Television commercials

3

Mormon Tabernacle Choir

2

Osmond family

1

Genealogy records

1

Mitt Romney

*

 

Other

 

Other

15

Have friends/family
that are Mormon

2

 

Nothing

5

No opinion

5

* Less than 0.5%

The two most frequently occurring categories of impressions of Mormons among those who have unfavorable opinions would appear to be the long-time association of the religion with polygamy (mentioned by 20% of those with unfavorable opinions) and top-of-mind impressions based on the Mormon religion's beliefs and doctrines. These responses suggest that the negative impression held by many may be a fairly straightforward result of disagreements on doctrine.

There are some mentions of the Mormon religion's secretive nature, but most of the rest of the impressions of those with an unfavorable opinion are actually either neutral or positive.

The next table uses the same categorization to group the responses of those who have favorable opinions of the Mormon religion:

Next, we'd like you to think about the Church of Jesus Christ of Latter Day Saints, also known as the Mormon Church. What comes to mind when you think about this religion? [OPEN-ENDED]

2007 Feb 22-25

Favorable view of
Mormon religion

%

 

Polygamy

17

 

Beliefs and Doctrine

 

Just another religion

8

Devout in their beliefs/
Strict/Structured

5

Good religion

5

Christian believers

3

Weird beliefs/Strange/
Cult-like

2

Dislike their beliefs/
Don't agree with their
doctrine/False teachings

1

Book of Mormon/Additional
scriptures beyond Bible

1

Don't believe in Christ

*

 

Religious Behavior and Style

 

Door-to-door evangelizing

7

Secretive/Closed society

2

Missionaries/Missionary work

2

 

Lifestyle

 

Good people/Kind/
Caring/Strong morals

13

Big families/Family-oriented/
Community family

10

Clean, healthy lifestyles

3

Conservative

1

Wealthy/Financially successful

1

 

Specific People, Places, and Things

 

Salt Lake City/Utah

14

Mitt Romney

6

Brigham Young University

3

Osmond family

2

Joseph Smith (founder)

1

Mormon Tabernacle Choir

1

Television commercials

1

Genealogy records

*

 

Other

 

Other

15

Have friends/family
that are Mormon

2

 

Nothing

10

No opinion

4

* Less than 0.5%

Even among this group of Americans who have favorable opinions, Gallup finds that polygamy is the most frequently mentioned single impression of the religion. Officially, the LDS church has outlawed polygamy since 1890, and those who practice it are excommunicated. But the historical connection of the Mormon church with polygamy, more recent highly publicized cases of polygamists in the news, and perhaps the HBO show "Big Love" have kept the connection fresh in people's minds.
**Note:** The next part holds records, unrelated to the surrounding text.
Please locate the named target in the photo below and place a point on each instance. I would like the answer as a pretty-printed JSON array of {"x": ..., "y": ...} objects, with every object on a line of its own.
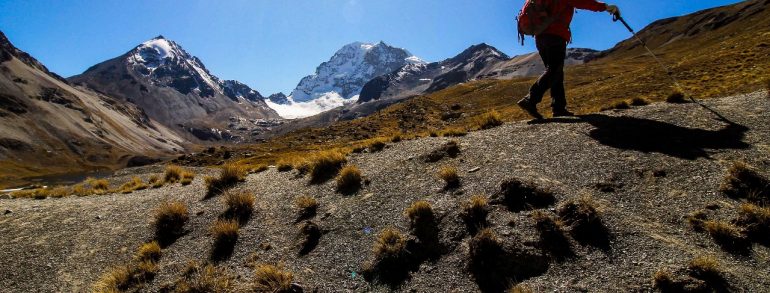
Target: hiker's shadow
[{"x": 651, "y": 136}]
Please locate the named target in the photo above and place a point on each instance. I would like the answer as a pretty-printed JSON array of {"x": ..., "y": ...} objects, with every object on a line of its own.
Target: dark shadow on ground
[{"x": 651, "y": 136}]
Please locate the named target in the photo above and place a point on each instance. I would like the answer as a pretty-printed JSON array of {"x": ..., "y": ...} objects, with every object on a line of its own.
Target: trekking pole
[{"x": 615, "y": 18}]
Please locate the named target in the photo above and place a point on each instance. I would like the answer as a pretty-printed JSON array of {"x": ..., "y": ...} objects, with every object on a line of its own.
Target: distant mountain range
[
  {"x": 53, "y": 126},
  {"x": 339, "y": 80},
  {"x": 480, "y": 61},
  {"x": 176, "y": 89}
]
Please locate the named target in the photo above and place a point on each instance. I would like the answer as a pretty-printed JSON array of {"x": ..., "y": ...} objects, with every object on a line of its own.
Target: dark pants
[{"x": 553, "y": 50}]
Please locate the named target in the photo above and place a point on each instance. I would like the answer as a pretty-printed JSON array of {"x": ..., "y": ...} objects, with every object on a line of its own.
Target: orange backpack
[{"x": 535, "y": 17}]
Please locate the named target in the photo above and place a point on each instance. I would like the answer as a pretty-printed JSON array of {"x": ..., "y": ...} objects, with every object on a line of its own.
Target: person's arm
[{"x": 592, "y": 5}]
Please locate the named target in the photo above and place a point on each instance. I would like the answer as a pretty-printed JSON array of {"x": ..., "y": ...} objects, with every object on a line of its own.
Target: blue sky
[{"x": 271, "y": 44}]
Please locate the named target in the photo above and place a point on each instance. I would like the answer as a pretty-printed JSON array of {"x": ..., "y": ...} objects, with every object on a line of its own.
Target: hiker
[{"x": 551, "y": 41}]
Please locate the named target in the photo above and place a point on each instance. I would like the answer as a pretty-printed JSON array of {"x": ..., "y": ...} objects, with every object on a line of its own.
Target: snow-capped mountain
[
  {"x": 51, "y": 126},
  {"x": 480, "y": 61},
  {"x": 175, "y": 87},
  {"x": 413, "y": 79},
  {"x": 339, "y": 80},
  {"x": 279, "y": 98}
]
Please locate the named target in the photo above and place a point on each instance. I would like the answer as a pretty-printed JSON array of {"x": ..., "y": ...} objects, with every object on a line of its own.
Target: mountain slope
[
  {"x": 339, "y": 80},
  {"x": 50, "y": 126},
  {"x": 174, "y": 87},
  {"x": 477, "y": 62},
  {"x": 672, "y": 166},
  {"x": 724, "y": 61}
]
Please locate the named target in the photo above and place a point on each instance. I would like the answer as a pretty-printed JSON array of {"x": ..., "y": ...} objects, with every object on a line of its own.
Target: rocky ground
[{"x": 648, "y": 168}]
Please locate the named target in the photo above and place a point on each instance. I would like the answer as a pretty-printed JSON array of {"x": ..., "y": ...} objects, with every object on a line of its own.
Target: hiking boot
[
  {"x": 530, "y": 108},
  {"x": 562, "y": 113}
]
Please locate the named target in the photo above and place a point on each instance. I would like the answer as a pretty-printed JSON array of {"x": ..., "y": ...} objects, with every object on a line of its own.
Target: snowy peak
[
  {"x": 478, "y": 52},
  {"x": 174, "y": 87},
  {"x": 338, "y": 82},
  {"x": 237, "y": 91},
  {"x": 350, "y": 68},
  {"x": 279, "y": 98},
  {"x": 167, "y": 64}
]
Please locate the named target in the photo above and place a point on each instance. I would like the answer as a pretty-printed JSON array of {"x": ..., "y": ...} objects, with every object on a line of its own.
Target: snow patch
[{"x": 325, "y": 102}]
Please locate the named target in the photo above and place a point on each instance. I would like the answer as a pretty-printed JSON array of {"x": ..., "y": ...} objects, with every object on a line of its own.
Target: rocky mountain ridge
[
  {"x": 176, "y": 89},
  {"x": 51, "y": 126},
  {"x": 338, "y": 81}
]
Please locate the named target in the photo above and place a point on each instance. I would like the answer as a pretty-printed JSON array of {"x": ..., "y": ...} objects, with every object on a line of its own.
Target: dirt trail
[{"x": 659, "y": 162}]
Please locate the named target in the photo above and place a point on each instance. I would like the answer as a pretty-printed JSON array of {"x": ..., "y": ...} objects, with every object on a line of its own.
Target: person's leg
[
  {"x": 538, "y": 89},
  {"x": 556, "y": 54}
]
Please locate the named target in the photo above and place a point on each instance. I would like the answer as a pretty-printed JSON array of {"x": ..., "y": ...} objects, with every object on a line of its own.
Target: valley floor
[{"x": 661, "y": 162}]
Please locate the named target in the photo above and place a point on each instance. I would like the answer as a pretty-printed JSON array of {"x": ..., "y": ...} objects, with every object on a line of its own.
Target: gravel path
[{"x": 663, "y": 161}]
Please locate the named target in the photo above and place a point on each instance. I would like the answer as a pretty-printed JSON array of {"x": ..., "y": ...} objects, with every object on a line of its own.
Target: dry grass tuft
[
  {"x": 474, "y": 213},
  {"x": 123, "y": 278},
  {"x": 390, "y": 245},
  {"x": 518, "y": 195},
  {"x": 584, "y": 218},
  {"x": 155, "y": 181},
  {"x": 483, "y": 250},
  {"x": 697, "y": 220},
  {"x": 307, "y": 206},
  {"x": 422, "y": 221},
  {"x": 744, "y": 181},
  {"x": 225, "y": 234},
  {"x": 284, "y": 165},
  {"x": 376, "y": 146},
  {"x": 705, "y": 268},
  {"x": 756, "y": 222},
  {"x": 229, "y": 176},
  {"x": 197, "y": 279},
  {"x": 450, "y": 176},
  {"x": 454, "y": 132},
  {"x": 349, "y": 180},
  {"x": 39, "y": 193},
  {"x": 639, "y": 102},
  {"x": 173, "y": 173},
  {"x": 149, "y": 251},
  {"x": 273, "y": 279},
  {"x": 488, "y": 120},
  {"x": 98, "y": 185},
  {"x": 520, "y": 289},
  {"x": 419, "y": 211},
  {"x": 135, "y": 184},
  {"x": 396, "y": 138},
  {"x": 621, "y": 105},
  {"x": 727, "y": 235},
  {"x": 240, "y": 205},
  {"x": 663, "y": 280},
  {"x": 325, "y": 165},
  {"x": 552, "y": 238},
  {"x": 187, "y": 178},
  {"x": 676, "y": 97},
  {"x": 259, "y": 168},
  {"x": 310, "y": 235},
  {"x": 170, "y": 219}
]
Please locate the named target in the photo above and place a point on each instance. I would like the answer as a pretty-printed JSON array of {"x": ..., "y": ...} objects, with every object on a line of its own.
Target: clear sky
[{"x": 271, "y": 44}]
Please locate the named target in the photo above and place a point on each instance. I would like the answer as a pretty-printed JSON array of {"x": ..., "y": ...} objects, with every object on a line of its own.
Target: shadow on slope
[{"x": 651, "y": 136}]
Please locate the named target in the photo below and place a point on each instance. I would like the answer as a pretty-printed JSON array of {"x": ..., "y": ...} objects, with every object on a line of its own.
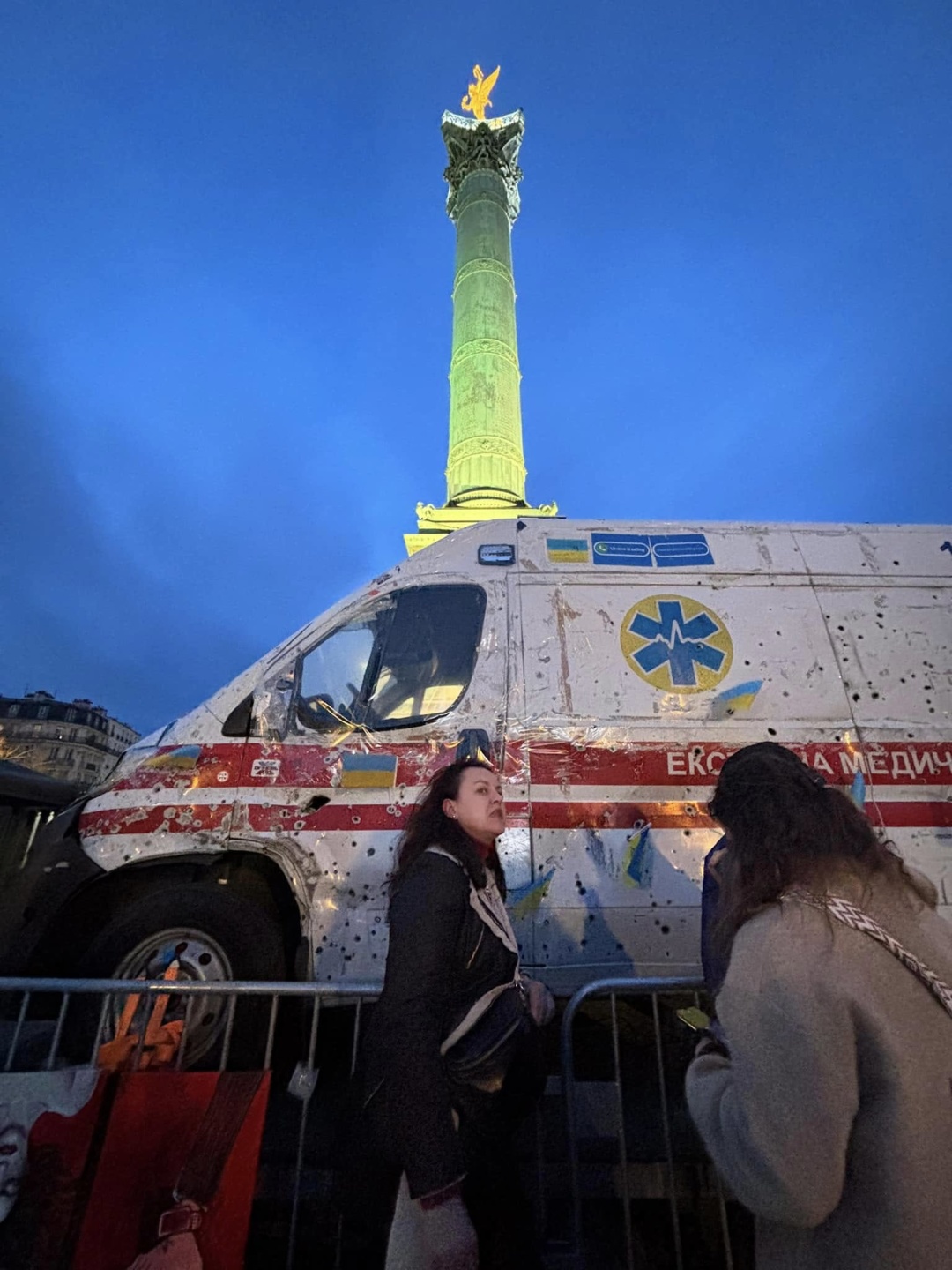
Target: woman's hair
[
  {"x": 430, "y": 827},
  {"x": 786, "y": 826}
]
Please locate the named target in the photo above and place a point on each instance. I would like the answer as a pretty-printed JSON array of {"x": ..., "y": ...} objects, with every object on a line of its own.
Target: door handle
[
  {"x": 315, "y": 803},
  {"x": 473, "y": 744}
]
Otherwise, these more positively inclined people talk about the positive lifestyles of Mormons, make some comments in a more positive vein about their religious doctrine, and also mention specific people, places, and things associated with the religion, in particular Salt Lake City and Utah. Six percent spontaneously mention Republican presidential candidate Mitt Romney. Two percent mention the singing group The Osmonds.

Survey Methods

Results are based on telephone interviews with 1,018 national adults, aged 18 and older, conducted Feb. 22-25, 2007. Respondents were randomly drawn from Gallup's nationally representative household panel, which was originally recruited through random selection methods. For results based on the total sample of national adults, one can say with 95% confidence that the maximum margin of sampling error is ±4 percentage points. In addition to sampling error, question wording and practical difficulties in conducting surveys can introduce error or bias into the findings of public opinion polls.